DEPLOYMENT.md

To set up an auto-deploy project:

1. Create the actual App Engine project (or switch to an existing one) using gcloud init

2. Enable App Engine Admin, Cloud Build, and Cloud KMS APIs

3. Create the Cloud KMS keyring

   • gcloud kms keyrings create amp-github-apps-keyring --location=global

   Note: Because sharing a keyring across projects is complex, we use the same keyring name (amp-github-apps-keyring) for each project keyring; this uniformity makes it simpler to use shared encrypt/decrypt scripts. We will likewise use the standard app-env-key as the key name.

4. Provide team access to the keyring (use a real group name)

   gcloud kms keyrings add-iam-policy-binding amp-github-apps-keyring \
     --location=global \
     --member=group:[email protected] \
     --role=roles/cloudkms.cryptoKeyDecrypter
   

   This will allow all members of the group to encrypt and decrypt secrets using this keyring.
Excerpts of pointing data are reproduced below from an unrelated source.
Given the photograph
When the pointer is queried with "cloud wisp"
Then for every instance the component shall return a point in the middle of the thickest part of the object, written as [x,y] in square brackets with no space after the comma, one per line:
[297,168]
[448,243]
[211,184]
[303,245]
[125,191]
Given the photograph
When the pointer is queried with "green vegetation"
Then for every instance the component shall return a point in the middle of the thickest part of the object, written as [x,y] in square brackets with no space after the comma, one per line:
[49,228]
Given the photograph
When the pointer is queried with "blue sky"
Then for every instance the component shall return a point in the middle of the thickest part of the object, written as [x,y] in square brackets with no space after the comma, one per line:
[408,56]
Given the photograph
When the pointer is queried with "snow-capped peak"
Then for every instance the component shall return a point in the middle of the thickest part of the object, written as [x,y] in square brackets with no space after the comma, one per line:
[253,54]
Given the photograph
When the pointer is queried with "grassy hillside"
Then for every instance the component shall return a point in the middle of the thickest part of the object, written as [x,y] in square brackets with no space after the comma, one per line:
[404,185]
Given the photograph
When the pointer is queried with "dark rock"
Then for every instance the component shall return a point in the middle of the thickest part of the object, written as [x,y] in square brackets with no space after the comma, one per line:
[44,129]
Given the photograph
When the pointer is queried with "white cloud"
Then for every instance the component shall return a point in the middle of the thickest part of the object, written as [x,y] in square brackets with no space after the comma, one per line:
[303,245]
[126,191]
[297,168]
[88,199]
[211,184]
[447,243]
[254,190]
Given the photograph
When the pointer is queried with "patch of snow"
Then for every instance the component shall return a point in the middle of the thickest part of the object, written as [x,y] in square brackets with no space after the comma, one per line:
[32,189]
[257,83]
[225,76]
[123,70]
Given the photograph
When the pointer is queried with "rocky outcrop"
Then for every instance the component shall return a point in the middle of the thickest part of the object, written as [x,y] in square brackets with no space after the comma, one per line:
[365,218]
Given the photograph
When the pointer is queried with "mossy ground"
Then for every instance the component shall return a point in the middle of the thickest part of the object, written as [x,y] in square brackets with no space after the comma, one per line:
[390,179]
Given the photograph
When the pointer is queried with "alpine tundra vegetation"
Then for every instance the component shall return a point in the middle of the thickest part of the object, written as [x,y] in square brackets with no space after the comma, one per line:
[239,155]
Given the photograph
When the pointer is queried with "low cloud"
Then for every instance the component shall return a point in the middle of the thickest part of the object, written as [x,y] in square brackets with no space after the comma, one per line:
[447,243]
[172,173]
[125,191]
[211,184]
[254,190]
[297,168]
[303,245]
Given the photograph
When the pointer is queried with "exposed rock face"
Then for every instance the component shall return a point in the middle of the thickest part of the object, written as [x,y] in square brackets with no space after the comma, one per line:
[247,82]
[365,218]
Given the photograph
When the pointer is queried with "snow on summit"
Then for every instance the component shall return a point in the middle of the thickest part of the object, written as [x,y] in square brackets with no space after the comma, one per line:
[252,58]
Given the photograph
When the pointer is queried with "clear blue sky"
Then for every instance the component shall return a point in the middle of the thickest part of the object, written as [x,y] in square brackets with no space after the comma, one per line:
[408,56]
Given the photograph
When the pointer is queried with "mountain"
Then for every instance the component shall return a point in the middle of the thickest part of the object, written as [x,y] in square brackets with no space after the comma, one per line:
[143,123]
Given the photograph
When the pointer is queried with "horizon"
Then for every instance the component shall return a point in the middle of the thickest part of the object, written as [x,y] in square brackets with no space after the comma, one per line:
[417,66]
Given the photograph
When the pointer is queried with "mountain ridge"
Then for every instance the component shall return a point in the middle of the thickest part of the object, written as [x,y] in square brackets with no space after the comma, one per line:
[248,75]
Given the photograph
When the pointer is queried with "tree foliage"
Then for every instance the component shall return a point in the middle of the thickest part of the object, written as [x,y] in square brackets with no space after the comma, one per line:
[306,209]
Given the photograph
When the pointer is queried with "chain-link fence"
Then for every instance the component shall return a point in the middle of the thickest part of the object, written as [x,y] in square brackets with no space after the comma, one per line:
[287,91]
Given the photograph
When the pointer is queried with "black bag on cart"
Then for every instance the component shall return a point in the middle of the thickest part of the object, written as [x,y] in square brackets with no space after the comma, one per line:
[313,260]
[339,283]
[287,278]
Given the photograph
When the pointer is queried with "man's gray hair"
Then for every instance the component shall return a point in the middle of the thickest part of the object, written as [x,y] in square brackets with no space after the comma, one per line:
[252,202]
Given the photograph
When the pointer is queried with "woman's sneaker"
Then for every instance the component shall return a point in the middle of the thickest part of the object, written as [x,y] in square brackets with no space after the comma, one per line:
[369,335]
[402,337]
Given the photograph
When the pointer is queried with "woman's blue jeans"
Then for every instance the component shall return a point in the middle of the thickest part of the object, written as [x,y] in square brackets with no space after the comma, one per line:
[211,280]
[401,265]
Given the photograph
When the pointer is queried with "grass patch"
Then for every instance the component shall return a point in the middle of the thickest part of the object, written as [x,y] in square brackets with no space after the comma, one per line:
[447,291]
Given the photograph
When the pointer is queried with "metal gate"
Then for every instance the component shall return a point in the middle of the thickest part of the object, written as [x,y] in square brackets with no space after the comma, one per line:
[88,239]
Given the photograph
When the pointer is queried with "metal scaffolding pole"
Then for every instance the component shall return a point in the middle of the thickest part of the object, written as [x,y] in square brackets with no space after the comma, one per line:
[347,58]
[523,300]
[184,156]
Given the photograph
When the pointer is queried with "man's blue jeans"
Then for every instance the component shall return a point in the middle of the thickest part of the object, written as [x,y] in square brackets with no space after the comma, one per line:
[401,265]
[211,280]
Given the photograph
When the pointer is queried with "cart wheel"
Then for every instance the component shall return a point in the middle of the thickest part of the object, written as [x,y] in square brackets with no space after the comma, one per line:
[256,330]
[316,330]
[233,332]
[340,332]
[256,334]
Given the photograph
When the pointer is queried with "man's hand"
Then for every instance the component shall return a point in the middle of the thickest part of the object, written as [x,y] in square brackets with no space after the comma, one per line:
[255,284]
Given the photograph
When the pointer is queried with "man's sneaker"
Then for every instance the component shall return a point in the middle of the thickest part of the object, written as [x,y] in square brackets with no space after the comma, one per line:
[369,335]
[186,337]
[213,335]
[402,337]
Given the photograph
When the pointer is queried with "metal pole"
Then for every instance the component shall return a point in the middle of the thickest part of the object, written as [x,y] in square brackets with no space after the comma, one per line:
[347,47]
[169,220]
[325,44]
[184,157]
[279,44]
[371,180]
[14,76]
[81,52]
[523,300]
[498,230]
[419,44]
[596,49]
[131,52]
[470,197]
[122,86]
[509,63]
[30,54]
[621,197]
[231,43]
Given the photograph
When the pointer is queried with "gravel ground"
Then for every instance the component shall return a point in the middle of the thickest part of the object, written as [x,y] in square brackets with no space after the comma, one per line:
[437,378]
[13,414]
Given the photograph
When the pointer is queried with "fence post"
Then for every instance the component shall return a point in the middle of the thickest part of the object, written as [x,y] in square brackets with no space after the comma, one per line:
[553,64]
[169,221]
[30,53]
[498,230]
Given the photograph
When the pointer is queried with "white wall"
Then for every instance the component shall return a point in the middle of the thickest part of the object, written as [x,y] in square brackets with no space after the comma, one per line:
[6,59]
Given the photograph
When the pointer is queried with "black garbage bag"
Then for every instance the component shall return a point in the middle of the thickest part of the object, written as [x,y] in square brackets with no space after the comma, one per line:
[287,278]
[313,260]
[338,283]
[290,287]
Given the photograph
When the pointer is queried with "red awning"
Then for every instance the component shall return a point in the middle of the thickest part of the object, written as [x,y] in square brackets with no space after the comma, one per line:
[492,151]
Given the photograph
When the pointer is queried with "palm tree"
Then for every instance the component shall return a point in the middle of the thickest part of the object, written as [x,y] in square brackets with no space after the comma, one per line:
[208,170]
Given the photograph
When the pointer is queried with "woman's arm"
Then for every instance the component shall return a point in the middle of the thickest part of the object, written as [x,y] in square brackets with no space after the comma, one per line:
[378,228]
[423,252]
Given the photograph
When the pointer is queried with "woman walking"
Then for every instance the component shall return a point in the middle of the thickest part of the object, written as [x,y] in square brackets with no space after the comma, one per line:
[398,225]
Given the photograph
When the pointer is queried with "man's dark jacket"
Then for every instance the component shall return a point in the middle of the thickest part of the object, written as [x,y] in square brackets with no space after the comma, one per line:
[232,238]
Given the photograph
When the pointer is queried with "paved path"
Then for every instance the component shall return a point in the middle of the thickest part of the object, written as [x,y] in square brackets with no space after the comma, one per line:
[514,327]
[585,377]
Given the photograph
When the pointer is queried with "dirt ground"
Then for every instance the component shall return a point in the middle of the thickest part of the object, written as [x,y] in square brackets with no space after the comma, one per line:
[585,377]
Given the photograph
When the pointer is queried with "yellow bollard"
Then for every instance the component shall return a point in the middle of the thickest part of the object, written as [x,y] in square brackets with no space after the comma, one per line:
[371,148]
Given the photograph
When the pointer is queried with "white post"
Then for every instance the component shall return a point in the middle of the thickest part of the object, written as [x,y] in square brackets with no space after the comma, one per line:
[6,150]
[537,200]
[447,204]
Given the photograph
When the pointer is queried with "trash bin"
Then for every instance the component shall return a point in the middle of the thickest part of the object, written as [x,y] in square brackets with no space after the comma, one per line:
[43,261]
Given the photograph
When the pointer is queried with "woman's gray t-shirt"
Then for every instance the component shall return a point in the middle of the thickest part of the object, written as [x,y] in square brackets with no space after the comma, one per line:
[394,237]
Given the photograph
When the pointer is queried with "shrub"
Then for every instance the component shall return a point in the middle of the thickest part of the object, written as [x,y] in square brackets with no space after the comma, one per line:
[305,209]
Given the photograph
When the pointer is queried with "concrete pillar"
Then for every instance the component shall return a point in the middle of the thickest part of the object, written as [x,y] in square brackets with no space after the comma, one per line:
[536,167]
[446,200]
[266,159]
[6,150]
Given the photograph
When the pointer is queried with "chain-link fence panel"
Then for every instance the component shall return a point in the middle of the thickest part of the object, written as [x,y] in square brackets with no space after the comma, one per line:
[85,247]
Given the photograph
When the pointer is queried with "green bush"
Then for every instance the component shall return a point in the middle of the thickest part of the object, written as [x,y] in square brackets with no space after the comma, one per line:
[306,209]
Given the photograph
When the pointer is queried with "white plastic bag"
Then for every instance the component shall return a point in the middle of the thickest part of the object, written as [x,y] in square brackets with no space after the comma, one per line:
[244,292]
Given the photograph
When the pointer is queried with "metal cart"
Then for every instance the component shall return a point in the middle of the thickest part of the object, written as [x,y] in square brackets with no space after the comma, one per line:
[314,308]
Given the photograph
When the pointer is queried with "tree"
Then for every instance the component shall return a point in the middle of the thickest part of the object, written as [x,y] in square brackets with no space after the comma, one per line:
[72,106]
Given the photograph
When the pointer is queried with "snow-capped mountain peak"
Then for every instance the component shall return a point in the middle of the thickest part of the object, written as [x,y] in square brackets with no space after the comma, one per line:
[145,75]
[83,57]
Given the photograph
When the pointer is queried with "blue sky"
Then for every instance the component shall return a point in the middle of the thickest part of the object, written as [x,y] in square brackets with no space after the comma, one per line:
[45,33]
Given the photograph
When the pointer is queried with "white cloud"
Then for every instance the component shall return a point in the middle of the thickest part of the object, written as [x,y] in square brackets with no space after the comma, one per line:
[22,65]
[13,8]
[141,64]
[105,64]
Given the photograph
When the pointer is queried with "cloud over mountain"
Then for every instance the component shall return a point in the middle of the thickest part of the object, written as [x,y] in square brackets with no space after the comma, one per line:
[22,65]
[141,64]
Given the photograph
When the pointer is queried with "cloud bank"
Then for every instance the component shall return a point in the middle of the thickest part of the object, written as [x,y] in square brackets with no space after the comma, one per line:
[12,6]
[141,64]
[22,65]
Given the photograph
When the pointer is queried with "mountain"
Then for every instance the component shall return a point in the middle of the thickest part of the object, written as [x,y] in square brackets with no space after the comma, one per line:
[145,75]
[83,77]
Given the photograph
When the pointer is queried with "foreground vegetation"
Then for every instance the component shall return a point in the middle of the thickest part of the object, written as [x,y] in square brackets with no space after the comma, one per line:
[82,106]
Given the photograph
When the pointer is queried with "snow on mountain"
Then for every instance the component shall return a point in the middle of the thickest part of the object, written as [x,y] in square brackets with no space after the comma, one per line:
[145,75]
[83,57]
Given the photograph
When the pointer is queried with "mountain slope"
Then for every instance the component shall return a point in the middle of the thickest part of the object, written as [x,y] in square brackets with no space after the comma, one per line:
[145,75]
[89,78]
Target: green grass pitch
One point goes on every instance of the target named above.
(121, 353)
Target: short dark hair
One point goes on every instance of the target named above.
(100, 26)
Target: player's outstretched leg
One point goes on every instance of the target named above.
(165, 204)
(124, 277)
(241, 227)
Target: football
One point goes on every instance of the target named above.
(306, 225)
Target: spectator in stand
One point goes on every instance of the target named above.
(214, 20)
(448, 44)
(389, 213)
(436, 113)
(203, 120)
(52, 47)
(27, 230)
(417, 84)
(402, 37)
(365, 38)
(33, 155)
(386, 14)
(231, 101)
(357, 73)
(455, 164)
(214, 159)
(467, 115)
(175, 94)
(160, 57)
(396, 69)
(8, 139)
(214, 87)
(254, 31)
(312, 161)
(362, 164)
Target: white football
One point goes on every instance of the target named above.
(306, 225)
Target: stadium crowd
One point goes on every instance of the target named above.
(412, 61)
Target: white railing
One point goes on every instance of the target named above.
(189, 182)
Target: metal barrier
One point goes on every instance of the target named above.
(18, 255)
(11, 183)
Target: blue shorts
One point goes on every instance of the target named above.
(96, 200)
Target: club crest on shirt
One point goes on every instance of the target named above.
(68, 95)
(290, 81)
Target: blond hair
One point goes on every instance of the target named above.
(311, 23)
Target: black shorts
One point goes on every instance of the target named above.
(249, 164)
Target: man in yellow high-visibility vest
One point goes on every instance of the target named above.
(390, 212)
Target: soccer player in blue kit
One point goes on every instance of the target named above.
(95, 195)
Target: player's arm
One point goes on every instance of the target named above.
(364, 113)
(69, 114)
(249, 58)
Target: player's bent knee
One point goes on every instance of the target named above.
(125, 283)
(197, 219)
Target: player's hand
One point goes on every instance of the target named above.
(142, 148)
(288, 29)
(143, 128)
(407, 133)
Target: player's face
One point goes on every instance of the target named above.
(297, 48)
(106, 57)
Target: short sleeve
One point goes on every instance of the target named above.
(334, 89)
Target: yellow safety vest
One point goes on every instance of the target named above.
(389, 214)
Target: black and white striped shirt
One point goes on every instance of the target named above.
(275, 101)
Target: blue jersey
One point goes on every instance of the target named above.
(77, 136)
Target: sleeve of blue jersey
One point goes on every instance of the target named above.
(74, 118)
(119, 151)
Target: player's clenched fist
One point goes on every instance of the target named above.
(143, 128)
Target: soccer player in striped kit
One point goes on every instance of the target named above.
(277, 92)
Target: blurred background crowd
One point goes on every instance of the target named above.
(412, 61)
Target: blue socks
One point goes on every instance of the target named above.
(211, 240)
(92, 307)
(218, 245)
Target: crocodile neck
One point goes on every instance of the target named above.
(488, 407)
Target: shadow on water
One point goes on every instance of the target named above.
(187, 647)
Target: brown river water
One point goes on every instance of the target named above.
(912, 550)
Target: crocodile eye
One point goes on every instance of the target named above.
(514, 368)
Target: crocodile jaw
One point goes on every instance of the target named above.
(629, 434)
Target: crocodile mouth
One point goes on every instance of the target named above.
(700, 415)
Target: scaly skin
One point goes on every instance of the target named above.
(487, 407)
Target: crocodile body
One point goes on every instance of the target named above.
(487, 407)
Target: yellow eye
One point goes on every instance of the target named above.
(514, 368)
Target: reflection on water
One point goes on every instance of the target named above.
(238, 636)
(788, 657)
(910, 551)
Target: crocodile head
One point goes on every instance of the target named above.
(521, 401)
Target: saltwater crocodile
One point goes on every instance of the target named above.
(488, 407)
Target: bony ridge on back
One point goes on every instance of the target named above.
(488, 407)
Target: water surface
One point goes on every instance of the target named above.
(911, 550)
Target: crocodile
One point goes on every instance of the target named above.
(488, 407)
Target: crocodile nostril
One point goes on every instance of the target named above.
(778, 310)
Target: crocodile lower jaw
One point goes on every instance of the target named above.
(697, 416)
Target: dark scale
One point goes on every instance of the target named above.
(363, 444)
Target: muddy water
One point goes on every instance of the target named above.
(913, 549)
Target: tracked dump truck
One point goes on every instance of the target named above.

5. Create the Cloud KMS CryptoKey

   gcloud kms keys create app-env-key \
     --location=global \
     --keyring=amp-github-apps-keyring \
     --purpose=encryption
   

6. Grant decryption permissions to the project service account

   gcloud kms keys add-iam-policy-binding app-env-key \
     --location=global \
     --keyring=amp-github-apps-keyring \
     --member=serviceAccount:[PROJECT_NUMBER]@cloudbuild.gserviceaccount.com \
     --role=roles/cloudkms.cryptoKeyDecrypter
   

7. Create the Cloud Build configuration file cloud_build.yaml

   In the following bullets, "steps" refers to YAML build steps, not to instruction steps

   • Use an existing configuration as a template
   • The first two steps must be installing yaml and replacing secrets
   • The remaining steps will parallel the manual deployment process, such as npm install, gcloud app deploy, etc.

   Note that the name provided to replace-secrets, as well as the dir property in the build steps, should be the name of the app directory (ex. bundle-size); the kmsKeyName, in contrast, will reference the Google Cloud project name (ex. amp-bundle-size-bot)

8. Grant App Engine access to Cloud Build service account on the Service account permissions page

   • Set App Engine Admin to Enable
   • If you need support for Cloud Build deploying Cron task updates:
     • Visit IAM page and find the @cloudbuild.gserviceaccount.com service account
     • Edit permissions > Add Another Role > Cloud Scheduler Admin
   • If you need support for Cloud Build deploying Cloud Functions: Visit IAM page and find the @cloudbuild.gserviceaccount.com service account
     • Edit permissions > Add Another Role > Cloud Functions Developer

     gcloud iam service-accounts add-iam-policy-binding \
       [PROJECT_ID]@appspot.gserviceaccount.com \
       --member \
       serviceAccount:[PROJECT_NUMBER]@cloudbuild.gserviceaccount.com \
       --role=roles/iam.serviceAccountUser
     

9. Create the Cloud Build Trigger

   • Click Connect Repository and follow the steps to connect to ampproject/amp-github-apps; do not select Create push trigger on the final step
   • Click Create Trigger, name the trigger "on-deploy-tag" or something similar, select ampproject/amp-github-apps as the Source, and set the Event to Push new tag
   • For the tag pattern, use deploy-{your-app-name}-\d{14} (ex. deploy-bundle-size-20200122154000 would be the deploy tag for the bundle-size app, with a timestamp of 15:40:00 on 2020-01-22). For consistency, deploy using the timestamp in the UTC timezone.
   • Under Build Configuration, select Cloud Build configuration file and provide the path to your Cloud Build file, ex. bundle-size/cloud_build.yaml

10. Add the NPM script deploy-tag, which creates a git tag in the proper tag format for your app

    • Ex. git tag 'deploy-your-app-name-'`date -u '+%Y%m%d%H%M%S'`

To store an encrypted secret

1. Add the environment variable to redacted.env. Be sure to redact the actual secret/token value, as this file will be committed to the repository.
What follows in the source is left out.